9. Kesalahpahaman

34 20 6
                                    

Pagi ini, matahari yang seharusnya sudah muncul kembali menarik selimut hingga sinarnya tak sampai pada bumi. Tugasnya digantikan oleh hujan yang turun silih berganti membasahi tanah, memunculkan aroma hujan yang membuat semua orang terlena.

Asmira menyibak gorden pada jendela kamarnya, memandangi air hujan yang derasnya tak seberapa berjatuhan sehingga dedaunan yang menjadi landasan bulir air pun bergoyang menahan beban.

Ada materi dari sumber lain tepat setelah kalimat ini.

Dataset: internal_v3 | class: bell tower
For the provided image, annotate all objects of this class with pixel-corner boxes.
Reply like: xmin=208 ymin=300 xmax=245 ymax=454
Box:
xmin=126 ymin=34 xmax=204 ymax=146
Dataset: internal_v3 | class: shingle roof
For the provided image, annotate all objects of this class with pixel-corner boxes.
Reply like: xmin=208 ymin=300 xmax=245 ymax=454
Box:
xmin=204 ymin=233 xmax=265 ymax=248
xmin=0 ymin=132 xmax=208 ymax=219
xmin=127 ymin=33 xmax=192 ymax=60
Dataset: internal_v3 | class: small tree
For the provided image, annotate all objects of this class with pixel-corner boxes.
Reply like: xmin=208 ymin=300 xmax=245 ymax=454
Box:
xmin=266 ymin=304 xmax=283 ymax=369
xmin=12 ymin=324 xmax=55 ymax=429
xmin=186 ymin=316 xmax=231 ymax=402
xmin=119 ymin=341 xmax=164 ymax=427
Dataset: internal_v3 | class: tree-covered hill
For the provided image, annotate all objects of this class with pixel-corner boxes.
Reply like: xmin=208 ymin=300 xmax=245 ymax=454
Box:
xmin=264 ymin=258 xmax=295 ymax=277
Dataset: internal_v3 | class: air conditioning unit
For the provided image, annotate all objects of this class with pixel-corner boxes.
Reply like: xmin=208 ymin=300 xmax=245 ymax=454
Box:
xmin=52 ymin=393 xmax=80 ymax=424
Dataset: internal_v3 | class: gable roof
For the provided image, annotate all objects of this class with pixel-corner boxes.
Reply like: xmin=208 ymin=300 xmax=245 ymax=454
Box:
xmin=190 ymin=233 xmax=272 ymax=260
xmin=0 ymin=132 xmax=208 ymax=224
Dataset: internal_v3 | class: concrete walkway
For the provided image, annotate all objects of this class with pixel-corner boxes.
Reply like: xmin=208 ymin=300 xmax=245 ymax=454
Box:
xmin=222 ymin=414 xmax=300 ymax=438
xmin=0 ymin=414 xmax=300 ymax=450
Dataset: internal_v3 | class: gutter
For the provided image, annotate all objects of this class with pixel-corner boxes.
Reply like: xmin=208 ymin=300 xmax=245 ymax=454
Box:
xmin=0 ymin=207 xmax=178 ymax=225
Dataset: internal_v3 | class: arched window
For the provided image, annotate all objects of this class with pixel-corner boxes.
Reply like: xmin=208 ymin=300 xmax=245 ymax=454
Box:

“Gerimis, semoga setelah aku siap-siap gerimisnya reda,” gumam Asmira sambil mengikat gorden kemudian membuka kunci jendela, membiarkan aroma petrikor memenuhi kamarnya. Gadis itu kembali duduk pada kursi yang tepat berada di samping jendela, menghadap meja rias kecil dengan berbagai botol-botol kecantikan yang terpampang di sana. Bersiap untuk bersolek sebagai akhir dari acara siap-siapnya di pagi hari ini. Dirinya terus memandangi wajah yang berada dalam cermin, sesekali menepuk spons bedak pada pipi.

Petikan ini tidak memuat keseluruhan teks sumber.